Michael's Interest in Database Management System
Amazon
A database is just a file (or a set of many files) that stores data, and a database management
system, or commonly known as DBMS, is a software application that interacts with
databases and their users. Essentially you can read and write data to the
database, and it seems so simple this way. Each transaction consists of some
number of write operations and some number of read operations and it is done.
Simple huh? Not quite.
If every transaction were to be executed sequentially, then it is simple as I said.
However we are humans, and as such we are greedy!
We want more than performing a simple sequence of transactions; we want them to
be completed more quickly. That's right; we want SPEED. So somebody figured out
that each transaction can be on its own thread, or better yet, on a remote host.
When transactions are executed in parallel, they tend to finish more quickly
than when they are executed in serial order. That's what we want. Unfortunately
if we pay no attention to the order of the operations that are executed we are
in danger of causing data inconsistency, a terrible disaster in, for example, a financial institution.

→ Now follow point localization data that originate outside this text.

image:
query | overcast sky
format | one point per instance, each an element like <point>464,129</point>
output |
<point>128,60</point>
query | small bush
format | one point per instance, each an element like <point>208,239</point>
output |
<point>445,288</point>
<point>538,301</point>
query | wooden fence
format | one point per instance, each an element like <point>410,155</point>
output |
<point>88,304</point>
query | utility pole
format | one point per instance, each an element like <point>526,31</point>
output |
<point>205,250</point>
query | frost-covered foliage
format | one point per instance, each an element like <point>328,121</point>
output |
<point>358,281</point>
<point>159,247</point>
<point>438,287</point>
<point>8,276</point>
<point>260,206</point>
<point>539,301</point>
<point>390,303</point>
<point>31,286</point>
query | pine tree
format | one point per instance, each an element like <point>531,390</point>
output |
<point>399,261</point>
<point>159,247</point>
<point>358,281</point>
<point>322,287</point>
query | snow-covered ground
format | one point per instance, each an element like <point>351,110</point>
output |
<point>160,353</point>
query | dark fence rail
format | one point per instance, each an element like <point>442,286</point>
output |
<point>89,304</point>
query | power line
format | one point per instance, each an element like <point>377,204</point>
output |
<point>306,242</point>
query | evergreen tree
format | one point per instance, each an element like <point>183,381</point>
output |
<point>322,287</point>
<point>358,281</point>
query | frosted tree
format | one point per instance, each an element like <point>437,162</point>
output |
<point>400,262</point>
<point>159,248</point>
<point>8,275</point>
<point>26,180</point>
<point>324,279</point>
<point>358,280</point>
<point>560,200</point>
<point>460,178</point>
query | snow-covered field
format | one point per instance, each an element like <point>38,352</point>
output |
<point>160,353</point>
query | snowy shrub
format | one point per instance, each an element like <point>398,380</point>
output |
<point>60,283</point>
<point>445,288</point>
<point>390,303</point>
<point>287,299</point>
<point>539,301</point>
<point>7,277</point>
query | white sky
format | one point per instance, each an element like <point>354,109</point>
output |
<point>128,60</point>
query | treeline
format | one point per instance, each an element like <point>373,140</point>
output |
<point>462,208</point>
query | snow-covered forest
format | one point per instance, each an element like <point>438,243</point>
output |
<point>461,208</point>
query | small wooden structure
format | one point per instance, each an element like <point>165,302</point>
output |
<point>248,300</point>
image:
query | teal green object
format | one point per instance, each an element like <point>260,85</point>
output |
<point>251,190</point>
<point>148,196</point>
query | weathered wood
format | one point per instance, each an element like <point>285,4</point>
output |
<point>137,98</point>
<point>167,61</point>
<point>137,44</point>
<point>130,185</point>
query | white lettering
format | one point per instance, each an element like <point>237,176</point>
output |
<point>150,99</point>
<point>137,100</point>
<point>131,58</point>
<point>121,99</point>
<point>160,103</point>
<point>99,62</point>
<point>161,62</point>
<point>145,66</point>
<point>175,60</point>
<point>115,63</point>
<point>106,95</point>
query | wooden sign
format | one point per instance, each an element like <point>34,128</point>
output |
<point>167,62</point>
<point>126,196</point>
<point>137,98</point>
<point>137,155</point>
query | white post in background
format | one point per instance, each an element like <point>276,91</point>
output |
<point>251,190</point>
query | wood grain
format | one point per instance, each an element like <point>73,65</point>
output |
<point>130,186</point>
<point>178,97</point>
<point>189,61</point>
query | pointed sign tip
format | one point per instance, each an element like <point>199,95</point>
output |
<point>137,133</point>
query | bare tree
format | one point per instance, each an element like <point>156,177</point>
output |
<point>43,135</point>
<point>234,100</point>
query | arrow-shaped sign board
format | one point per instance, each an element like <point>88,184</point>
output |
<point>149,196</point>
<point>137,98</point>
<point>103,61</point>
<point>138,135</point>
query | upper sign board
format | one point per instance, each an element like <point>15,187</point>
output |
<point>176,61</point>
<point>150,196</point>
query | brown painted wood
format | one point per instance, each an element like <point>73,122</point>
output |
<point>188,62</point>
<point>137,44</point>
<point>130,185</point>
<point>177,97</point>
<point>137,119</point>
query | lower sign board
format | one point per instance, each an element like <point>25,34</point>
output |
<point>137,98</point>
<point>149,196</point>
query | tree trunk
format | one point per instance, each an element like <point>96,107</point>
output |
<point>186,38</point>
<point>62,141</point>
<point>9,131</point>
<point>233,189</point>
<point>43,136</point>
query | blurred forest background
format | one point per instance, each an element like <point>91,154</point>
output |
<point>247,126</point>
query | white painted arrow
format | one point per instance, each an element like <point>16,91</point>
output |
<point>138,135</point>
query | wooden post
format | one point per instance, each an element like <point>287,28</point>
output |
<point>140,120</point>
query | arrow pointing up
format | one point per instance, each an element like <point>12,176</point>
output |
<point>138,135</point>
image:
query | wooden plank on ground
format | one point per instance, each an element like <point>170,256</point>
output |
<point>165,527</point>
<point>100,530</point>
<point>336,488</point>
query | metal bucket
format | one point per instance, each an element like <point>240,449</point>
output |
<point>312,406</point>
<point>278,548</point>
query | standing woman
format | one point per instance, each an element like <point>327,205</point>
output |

For instance, transaction t1 wants to execute r1(x)w1(x) and t2 wants to execute
w2(x)r2(x). If the execution order is t1t2 or t2t1 it is fine. However if they
interleave like r1(x)w2(x)w1(x)r2(x), then this execution must be rolled back. As you can see
t1 reads the value of x, then decides to write to it. t2 butts in and writes to
x some value, and before t1 writes to x, x is a different value from what t1
observed last time.
This situation is not supposed to happen. It's analogous to the following situation.
I see my balance is $100.00, so I deposit $50.00 to it to make it $150.00, but someone
deposits $80.00 to it without my knowledge, and in the end my account has $230.00.
Do you see my point? Checking transactions for data dependency,
unfortunately, is complicated and easily confusing.
In addition, failures are a big problem for distributed database system. A
sample scenario is that several databases are deployed in different geographical
regions, and a user application needs to contact different databases for
different data through the help of a system known as the global transaction
manager.
You can immediately see the problem that can occur: While a transaction
is being executed some database may fail and come back up shortly. You need to
make sure the transaction is aborted and rolled back to the original state and
EVERY database that is involved in this transaction must process accordingly. In
our
GTM project for Berkeley DB we needed to consider several
failures types and make sure none of them results in database inconsistency.
Hard, huh? But we pulled it :)
My experience in this area is obtained in the course I took and the project I
did in that course. Also in the
projects I conducted with HSM,
I had experience using an HSM to do field-level encryption of a
database. I also know SQL quite well.